The tally fell below Christie’s presale estimate of $162.3 million to $231.9 million, with 10 of the 57 lots failing to sell. Leonardo DiCaprio, sitting near the front of the room with a baseball cap obscuring his face, was among the onlookers as Claude Monet’s 1914-17 floral painting “Iris mauves” failed to sell.

Estimated to fetch as much as $20 million, it was the sale’s biggest casualty. DiCaprio declined to comment.

The top lot was a tie. A Maurice de Vlaminck landscape owned by hedge-fund manager Steve Cohen fetched a record $22.5 million, as did Monet’s 1891 painting of poplars, “Les Peupliers.”

The 1905 Vlaminck canvas, “Paysage de banlieue,” is a view of the small town of Chatou in the suburbs of Paris. Yet its palette of bright yellow and deep blue seems more Mediterranean.

“For Vlaminck it’s a pretty key composition,” said Michael Findlay, director at Acquavella Galleries in New York, before the sale. “It couldn’t be a better date, it couldn’t be better colors.”
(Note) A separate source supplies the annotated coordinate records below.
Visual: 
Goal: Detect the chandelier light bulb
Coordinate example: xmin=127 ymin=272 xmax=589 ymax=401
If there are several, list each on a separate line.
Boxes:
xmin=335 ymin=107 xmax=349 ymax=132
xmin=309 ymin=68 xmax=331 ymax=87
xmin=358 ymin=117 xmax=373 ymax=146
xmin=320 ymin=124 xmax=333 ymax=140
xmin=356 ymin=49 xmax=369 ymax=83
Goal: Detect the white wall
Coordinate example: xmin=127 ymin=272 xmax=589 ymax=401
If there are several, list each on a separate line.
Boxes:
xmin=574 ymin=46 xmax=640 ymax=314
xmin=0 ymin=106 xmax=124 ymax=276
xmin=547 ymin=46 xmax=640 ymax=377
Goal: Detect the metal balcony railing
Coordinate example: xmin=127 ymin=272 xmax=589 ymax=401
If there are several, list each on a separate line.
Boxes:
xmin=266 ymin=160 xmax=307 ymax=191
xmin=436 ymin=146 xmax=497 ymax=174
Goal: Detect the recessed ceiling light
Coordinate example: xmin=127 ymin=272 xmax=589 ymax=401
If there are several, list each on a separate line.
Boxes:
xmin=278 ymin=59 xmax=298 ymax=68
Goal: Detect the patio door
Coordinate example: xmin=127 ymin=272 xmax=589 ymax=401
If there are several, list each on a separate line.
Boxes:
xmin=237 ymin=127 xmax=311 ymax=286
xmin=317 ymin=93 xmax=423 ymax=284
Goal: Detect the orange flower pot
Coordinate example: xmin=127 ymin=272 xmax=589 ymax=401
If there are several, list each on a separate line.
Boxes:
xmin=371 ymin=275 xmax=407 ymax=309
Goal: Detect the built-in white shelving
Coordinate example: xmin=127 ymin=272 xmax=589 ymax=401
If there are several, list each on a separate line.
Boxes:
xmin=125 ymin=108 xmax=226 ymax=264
The seller bought the work from Acquavella in 2002 and according to Christie’s, Acquavella bought it back last night.

Records in 2010

In May 2010, Christie’s achieved records for Picasso and Jasper Johns while auctioning the estates of Frances Brody and Michael Crichton. Its Impressionist and modern sale was a $335.5 million spectacle starring a 1932 Picasso that went for $106.5 million.